Caribou at Carnival means the booze – a sweet but potent blend of red wine or port, brandy, vodka, and sometimes local maple syrup – that wards off the chill and almost guarantees a rollicking good time. The name comes from the original recipe, which, according to legend, combined brandy with caribou blood. Don’t worry, the spirit has evolved since then, but if you down enough of the stuff, you might not even know the difference. It's also commonly served in a long plastic cane, for even more drinking pleasure.
Bonhomme, Carnaval’s big, mischievous ambassador, is a serious celebrity in Canada.
Don't even think about calling this 400-pound, hat-and-sash-wearing, snowman fellow a mascot; he enjoys A-list status at Carnival. Bonhomme, which means “good man” in French, is beloved by families and frat guys alike. He’s bilingual of course (French and English), fun-loving (always ready to get into a snowball fight), and sometimes downright frisky, posing with the occasional scantily clad snow bunny with the panache of a Hollywood heartthrob. He's also the inspiration for the carnival entrance pass, known as the effigy, which is a plastic figurine of his likeness. No surprise, then, that his uncovered ear is so big – all the better to hear the nonstop chorus of props and cheers.
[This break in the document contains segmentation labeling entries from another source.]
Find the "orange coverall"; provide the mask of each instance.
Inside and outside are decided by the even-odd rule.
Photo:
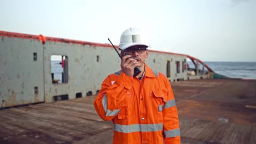
[[[141,81],[122,71],[109,75],[94,101],[95,109],[103,120],[112,120],[113,144],[180,144],[170,82],[145,65]]]

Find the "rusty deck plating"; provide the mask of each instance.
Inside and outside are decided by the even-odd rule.
[[[172,83],[182,144],[256,144],[256,81]],[[0,143],[111,144],[95,96],[0,111]]]

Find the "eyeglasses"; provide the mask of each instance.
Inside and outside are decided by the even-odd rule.
[[[125,53],[128,55],[132,55],[134,53],[135,51],[138,54],[142,54],[147,50],[147,48],[128,48],[125,49],[124,51]]]

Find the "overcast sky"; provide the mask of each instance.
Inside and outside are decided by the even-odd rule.
[[[118,45],[130,27],[152,49],[203,61],[256,62],[256,0],[0,2],[0,30]]]

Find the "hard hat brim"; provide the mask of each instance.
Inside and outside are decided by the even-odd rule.
[[[150,48],[150,45],[145,44],[144,43],[127,43],[127,44],[120,44],[118,48],[121,50],[124,50],[125,49],[131,47],[131,46],[134,46],[134,45],[145,45],[148,47]]]

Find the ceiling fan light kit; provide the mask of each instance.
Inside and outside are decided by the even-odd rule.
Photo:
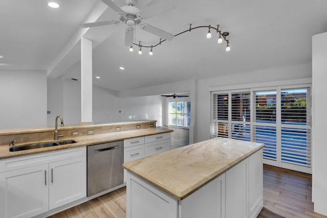
[[[138,54],[140,55],[142,54],[142,47],[149,47],[151,48],[149,55],[152,56],[153,54],[153,48],[161,45],[162,42],[166,40],[170,41],[173,39],[174,37],[179,36],[186,32],[191,32],[191,30],[195,29],[203,28],[208,28],[208,32],[206,34],[206,38],[211,38],[212,37],[211,29],[216,30],[217,32],[219,34],[218,43],[220,44],[222,43],[224,40],[226,42],[226,51],[229,52],[230,51],[229,42],[227,39],[227,36],[229,35],[229,33],[228,32],[224,32],[222,33],[221,31],[219,30],[219,25],[217,25],[217,28],[212,27],[211,25],[200,26],[192,28],[192,24],[190,24],[189,29],[181,32],[176,35],[173,35],[149,24],[143,23],[143,22],[146,19],[174,9],[175,8],[175,5],[172,3],[170,0],[162,0],[161,1],[152,0],[142,10],[139,9],[135,6],[135,5],[137,4],[137,0],[125,0],[125,3],[127,5],[122,6],[122,7],[120,7],[112,0],[101,1],[119,14],[120,21],[110,20],[83,23],[80,25],[80,27],[82,28],[86,28],[104,25],[111,25],[112,24],[116,25],[122,22],[126,23],[128,27],[125,31],[125,46],[129,47],[130,52],[133,52],[133,45],[137,45],[139,47]],[[139,26],[141,29],[144,31],[160,37],[159,42],[156,44],[152,44],[151,45],[143,45],[141,44],[141,41],[138,44],[134,43],[135,27],[136,25]],[[164,39],[162,40],[162,39]]]

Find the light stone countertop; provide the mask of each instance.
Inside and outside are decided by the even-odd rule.
[[[123,167],[182,200],[264,147],[218,137],[125,163]]]
[[[58,151],[62,149],[66,149],[71,148],[76,148],[81,146],[96,144],[101,143],[106,143],[110,141],[124,140],[128,138],[135,138],[137,137],[145,136],[146,135],[154,135],[156,134],[172,132],[166,127],[156,127],[143,129],[140,130],[124,131],[109,133],[98,134],[91,135],[86,135],[74,138],[65,138],[63,140],[72,139],[77,141],[73,144],[65,144],[58,146],[53,146],[39,149],[30,149],[28,150],[20,151],[16,152],[9,151],[10,147],[8,145],[0,146],[0,159],[8,158],[10,157],[18,157],[30,154],[38,154],[43,152]],[[39,142],[42,142],[40,141]],[[54,140],[46,140],[43,141],[55,141]],[[35,142],[33,142],[35,143]],[[25,144],[25,143],[24,143]],[[15,144],[15,146],[19,146],[22,143]]]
That arrowhead sash everyone wears is more than a fashion statement.
Worn by many Carnival partygoers and an integral part of Bonhomme’s outfit, the sash is a tribute to Amerindian culture and has remained a symbol among Quebécois, especially during Carnival. In the early 19th century, the belt served as further buffer against the cold, tying jackets at the waist to prevent the chill from creeping in, and also provided support to the kidneys during physical activity. Today, the tradition lives on during Carnival – even if your physical activity is limited to throwing snowballs and lifting your glasses of Caribou.
A goal for 2014’s event: Host the world’s largest snowball fight.
Aiming to one-up Seattle, which made the Guinness Book of World Records for the largest snowball fight last year with 5,834 attendees, this year’s Carnival will attempt to gather about 6,000 hardy souls on February 1 to blast each other with snowballs. And we do mean blast: Helmets and eyewear are required for participation.
For serious bragging rights, you can bed down in an ice hotel.
The Hotel de Glace, or Ice Hotel, located a few minutes outside Quebéc City, is a fitting (and freezing) complement to all the action of the festival. Opened in early January, this 36-room hotel lasts until it melts, usually by late March, with all walls, floors, and furniture constructed from huge blocks of ice. There’s also an ice bar and even a chapel, where the occasional (and brave) bride and groom can say their vows through chattering teeth.